Legislative Action Center

Military Working Dogs Can Come Home: Dispelling Misconceptions about the CDC Dog Importation Ban
August 12, 2021 by AKC Government Relations


In July, the U.S. Centers for Disease Control and Prevention (CDC) implemented a temporary suspension on dogs entering the United States from some 110 countries deemed to be at high risk for the canine rabies variant (CRVV). 

Rabies can be fatal in both humans and animals, and the importation of potentially rabid dogs could result in transmission of the disease to humans, pets, and wildlife. The canine rabies variant (CRVV) was eradicated from the United States in 2007 and this suspension will help to protect our animals from the threat of reintroduction. 

Under the new directive, dogs from high-risk countries may be imported only with CDC’s advance written approval. The ban also includes dogs travelling from a country not at high risk if the dogs have been in a high-risk country during the previous 6 months. 

The ban has been an emotional issue for people who are attempting to import dogs for a variety of reasons, including show, rescue and the import of new pets or the return of older pets back who have been living in a high-risk country. The ban has also raised concerns among many on social media that U.S. military working dogs posted overseas could get stuck overseas. 

The CDC has confirmed that military working dogs would be considered law enforcement dogs, and thus eligible for an exception to the ban.  Specifically, guidance provided in the June 14 issue of the Federal Register states, “The following categories of importers are eligible to request advance written approval to import a dog into the United States … Importers who wish to import dogs for purposes related to science, education, or exhibition, as these terms are defined in 42 CFR 71.50, or for a bona fide law enforcement purpose.”1   More recently, a spokesperson from CDC reiterated that, “Local, state, and federal law enforcement agencies wishing to import a dog for law enforcement purposes are encouraged to apply for a CDC Dog Import Permit.” 

“CDC has been working closely with DOD, DOS, and DHS regarding the importation of working dogs from overseas since the suspension was announced in June 2020 and we have a process in place to handle these kinds of requests,” she said.


Military Working Dogs or Pets Adopted by Military Personnel?

There has also been some confusion about dogs that are owned by military personnel returning to the United States.

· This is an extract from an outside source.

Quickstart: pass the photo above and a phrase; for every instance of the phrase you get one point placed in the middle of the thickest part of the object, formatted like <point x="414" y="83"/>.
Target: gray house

The exemption for law enforcement dogs does not apply to pets that members of the military may have adopted while overseas in high risk countries. 

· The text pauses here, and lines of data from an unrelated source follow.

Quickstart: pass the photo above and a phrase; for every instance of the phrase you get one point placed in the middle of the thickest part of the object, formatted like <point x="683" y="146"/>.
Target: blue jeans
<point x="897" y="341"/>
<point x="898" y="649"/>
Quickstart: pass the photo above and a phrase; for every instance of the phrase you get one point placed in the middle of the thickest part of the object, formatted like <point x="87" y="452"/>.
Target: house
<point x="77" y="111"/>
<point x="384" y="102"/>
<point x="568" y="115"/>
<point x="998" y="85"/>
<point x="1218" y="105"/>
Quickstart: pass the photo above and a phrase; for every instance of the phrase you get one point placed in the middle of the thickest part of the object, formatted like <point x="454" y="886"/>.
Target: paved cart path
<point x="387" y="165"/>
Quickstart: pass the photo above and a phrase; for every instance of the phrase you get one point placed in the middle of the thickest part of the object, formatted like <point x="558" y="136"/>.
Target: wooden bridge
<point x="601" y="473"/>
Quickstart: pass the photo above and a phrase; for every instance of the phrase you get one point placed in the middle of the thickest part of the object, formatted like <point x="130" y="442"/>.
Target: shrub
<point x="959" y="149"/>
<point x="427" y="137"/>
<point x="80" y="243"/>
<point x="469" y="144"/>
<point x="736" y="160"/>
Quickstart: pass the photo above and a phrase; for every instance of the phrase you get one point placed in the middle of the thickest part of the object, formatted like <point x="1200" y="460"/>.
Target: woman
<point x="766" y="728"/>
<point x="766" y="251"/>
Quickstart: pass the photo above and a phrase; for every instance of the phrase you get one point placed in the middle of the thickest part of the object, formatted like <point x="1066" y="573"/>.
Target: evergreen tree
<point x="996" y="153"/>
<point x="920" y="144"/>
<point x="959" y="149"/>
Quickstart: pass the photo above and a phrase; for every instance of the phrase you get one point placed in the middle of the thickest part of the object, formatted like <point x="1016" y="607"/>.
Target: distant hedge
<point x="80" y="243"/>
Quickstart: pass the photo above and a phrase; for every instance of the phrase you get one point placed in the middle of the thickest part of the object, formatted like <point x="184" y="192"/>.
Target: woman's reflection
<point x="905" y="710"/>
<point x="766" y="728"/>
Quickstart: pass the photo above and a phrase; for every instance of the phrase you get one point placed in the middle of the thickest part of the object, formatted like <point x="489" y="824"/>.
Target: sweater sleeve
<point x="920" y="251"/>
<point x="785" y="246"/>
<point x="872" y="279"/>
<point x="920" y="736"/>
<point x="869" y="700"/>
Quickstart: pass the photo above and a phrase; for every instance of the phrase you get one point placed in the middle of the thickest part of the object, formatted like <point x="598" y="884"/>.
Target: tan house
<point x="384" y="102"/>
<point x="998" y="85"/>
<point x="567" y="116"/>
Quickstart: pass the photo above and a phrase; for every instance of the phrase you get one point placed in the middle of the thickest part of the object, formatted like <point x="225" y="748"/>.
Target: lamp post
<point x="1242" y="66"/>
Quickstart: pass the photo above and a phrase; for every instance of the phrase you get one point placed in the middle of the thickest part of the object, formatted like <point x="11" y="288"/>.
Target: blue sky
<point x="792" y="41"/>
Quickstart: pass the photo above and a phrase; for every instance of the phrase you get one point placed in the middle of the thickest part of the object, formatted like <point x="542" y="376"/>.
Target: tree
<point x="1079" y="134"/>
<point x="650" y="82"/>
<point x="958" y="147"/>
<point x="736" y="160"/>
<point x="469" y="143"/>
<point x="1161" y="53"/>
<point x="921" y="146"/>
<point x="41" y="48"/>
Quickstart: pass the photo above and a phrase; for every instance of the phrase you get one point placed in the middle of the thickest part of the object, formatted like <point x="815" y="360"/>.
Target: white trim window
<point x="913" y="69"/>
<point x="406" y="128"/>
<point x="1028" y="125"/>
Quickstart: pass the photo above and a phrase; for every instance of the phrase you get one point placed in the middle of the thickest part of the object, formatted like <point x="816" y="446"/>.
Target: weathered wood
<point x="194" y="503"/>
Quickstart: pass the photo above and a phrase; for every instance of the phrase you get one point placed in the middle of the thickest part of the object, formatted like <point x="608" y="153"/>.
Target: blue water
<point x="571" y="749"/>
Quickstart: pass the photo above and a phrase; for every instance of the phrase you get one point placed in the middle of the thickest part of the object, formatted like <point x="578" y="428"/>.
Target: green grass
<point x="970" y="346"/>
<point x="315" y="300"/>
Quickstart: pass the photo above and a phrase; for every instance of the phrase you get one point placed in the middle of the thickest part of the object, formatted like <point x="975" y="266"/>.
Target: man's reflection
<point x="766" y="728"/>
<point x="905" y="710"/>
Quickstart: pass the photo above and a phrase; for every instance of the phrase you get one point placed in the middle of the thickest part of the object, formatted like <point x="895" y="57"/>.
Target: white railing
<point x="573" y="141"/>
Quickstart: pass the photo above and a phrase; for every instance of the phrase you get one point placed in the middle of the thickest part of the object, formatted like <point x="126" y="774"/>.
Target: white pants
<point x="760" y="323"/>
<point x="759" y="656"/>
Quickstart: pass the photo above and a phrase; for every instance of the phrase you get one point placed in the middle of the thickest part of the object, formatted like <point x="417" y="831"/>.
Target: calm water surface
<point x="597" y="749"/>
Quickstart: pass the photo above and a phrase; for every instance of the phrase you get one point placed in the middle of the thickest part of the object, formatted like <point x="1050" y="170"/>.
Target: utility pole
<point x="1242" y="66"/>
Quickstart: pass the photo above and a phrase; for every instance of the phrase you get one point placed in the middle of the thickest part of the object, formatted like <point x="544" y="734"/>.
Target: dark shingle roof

This does not mean that these dogs cannot ever enter the U.S. with their owner, just that they must go through the same processes as other people from that area who are attempting to import a dog. In many cases, import could be delayed until the end of the temporary ban.  Though this may mean that an individual’s dog may take longer to be imported depending on country it is coming from, this process is meant to ensure the health of the animals and people in the United States. 

“The temporary ban presents inconveniences to pet owners, breeder and exhibitors. However, we also recognize the urgent necessity of this ban and we support the CDC’s leadership in taking a firm approach to protecting the long-term health of U.S. pets and public health”, said Sheila Goffe, AKC Vice President, Government Relations.  “We hope the temporary ban can soon be replaced by a more nuanced approach that requires improved health reporting for all dogs imported into the U.S. but allows for importing healthy dogs from a wide variety of countries.

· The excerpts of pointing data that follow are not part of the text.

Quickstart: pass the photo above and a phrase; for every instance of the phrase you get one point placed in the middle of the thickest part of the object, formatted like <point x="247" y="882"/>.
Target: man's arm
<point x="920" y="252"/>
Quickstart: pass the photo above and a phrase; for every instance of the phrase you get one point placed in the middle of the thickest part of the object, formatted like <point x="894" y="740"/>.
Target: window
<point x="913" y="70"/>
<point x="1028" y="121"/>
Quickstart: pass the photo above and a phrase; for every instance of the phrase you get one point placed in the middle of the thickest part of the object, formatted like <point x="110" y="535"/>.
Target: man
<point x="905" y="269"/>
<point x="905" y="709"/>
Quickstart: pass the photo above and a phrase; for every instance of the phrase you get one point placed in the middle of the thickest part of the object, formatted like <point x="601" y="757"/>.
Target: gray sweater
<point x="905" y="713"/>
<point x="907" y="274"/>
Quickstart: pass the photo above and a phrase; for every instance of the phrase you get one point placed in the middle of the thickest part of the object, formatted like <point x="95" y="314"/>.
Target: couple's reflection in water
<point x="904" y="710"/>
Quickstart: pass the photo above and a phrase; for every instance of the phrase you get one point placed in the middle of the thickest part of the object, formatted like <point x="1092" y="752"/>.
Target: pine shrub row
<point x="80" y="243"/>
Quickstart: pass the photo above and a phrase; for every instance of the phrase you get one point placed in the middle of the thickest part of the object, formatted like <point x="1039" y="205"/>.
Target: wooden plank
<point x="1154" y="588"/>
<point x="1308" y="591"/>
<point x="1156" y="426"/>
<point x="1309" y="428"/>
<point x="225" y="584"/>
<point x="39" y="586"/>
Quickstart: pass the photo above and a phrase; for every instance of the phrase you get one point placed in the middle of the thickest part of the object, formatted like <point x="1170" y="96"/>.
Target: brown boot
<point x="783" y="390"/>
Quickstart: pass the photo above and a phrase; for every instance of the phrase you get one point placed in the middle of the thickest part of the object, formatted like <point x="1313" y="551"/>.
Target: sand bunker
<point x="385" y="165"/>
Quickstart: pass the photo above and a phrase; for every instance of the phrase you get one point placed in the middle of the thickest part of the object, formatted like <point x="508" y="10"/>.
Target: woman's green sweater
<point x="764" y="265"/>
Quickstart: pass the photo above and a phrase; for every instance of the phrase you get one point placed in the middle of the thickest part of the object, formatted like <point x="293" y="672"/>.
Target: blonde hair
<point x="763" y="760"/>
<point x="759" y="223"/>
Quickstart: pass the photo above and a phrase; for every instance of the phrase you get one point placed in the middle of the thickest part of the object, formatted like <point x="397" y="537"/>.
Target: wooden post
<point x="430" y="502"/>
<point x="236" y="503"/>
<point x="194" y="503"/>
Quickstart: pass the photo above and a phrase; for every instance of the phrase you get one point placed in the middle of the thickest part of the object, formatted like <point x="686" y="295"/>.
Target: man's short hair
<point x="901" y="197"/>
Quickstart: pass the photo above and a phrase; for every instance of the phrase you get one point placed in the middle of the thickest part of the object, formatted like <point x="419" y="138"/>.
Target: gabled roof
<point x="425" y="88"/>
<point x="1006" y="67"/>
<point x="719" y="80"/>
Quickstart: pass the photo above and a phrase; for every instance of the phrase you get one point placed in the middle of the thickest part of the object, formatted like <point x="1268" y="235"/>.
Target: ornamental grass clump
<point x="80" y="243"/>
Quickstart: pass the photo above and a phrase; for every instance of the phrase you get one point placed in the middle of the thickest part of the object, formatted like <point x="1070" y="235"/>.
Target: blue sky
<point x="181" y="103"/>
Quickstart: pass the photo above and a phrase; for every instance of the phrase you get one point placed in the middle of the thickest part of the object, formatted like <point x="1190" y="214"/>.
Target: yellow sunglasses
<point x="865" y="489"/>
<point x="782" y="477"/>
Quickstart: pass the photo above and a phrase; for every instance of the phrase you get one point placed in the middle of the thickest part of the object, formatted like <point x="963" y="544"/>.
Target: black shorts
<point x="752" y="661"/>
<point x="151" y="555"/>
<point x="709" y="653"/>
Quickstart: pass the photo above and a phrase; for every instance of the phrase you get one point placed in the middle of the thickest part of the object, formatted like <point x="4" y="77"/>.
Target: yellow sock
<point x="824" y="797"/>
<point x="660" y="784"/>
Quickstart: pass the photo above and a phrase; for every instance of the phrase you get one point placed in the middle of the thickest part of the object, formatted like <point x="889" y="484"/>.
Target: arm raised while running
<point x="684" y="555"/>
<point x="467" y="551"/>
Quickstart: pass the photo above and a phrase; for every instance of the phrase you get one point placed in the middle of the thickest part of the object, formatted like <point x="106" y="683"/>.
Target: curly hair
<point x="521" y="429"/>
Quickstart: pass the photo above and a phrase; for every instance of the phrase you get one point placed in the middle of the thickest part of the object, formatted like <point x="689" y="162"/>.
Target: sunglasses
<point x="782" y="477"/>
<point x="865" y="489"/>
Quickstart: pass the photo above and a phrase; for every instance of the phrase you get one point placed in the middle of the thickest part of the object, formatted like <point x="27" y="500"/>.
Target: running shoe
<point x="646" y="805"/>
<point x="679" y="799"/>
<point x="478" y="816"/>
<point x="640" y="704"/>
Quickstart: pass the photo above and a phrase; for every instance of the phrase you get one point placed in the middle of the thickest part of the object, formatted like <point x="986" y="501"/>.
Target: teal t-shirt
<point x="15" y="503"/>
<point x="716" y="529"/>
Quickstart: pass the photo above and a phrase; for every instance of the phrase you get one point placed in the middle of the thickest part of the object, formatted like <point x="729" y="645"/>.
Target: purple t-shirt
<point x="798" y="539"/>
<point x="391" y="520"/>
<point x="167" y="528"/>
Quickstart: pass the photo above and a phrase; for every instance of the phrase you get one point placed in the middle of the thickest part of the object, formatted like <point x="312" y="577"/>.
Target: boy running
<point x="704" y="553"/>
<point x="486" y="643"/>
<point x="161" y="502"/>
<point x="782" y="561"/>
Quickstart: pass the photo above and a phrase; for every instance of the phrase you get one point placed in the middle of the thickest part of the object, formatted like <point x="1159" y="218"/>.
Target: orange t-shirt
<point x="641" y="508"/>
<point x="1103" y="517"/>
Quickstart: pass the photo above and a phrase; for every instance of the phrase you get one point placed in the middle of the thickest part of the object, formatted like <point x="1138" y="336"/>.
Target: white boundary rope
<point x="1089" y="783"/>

AKC urges quick passage of legislation that would replace the temporary ban with a more nuanced, long-term policy that focuses on individual health over origin.  The Healthy Dog Importation Act (HR 4239) and the Animal Health Protection Act  (S. 2597) offer a reasonable approach to the problem of unhealthy imports, while also providing protection against a wider variety of disease threats by requiring all dogs imported into the U.S. to be free of infection, be adequately vaccinated and/or protected against contagious diseases, present a health certificate from a U.S.-approved veterinary authority, and have permanent identification such as a microchip. Passage of these measures will go a long way to protect public health and out pets whatever their origin. 

--Kathryn Leonard


1 US Centers for Disease Control and Prevention (CDC), Department of Health and Human Services (HHS). “Temporary Suspension of Dogs Entering the United States From High- Risk Rabies Countries.” Federal Register, vol. 86, no. 114, 16 June 2021, pp. 32041–32049.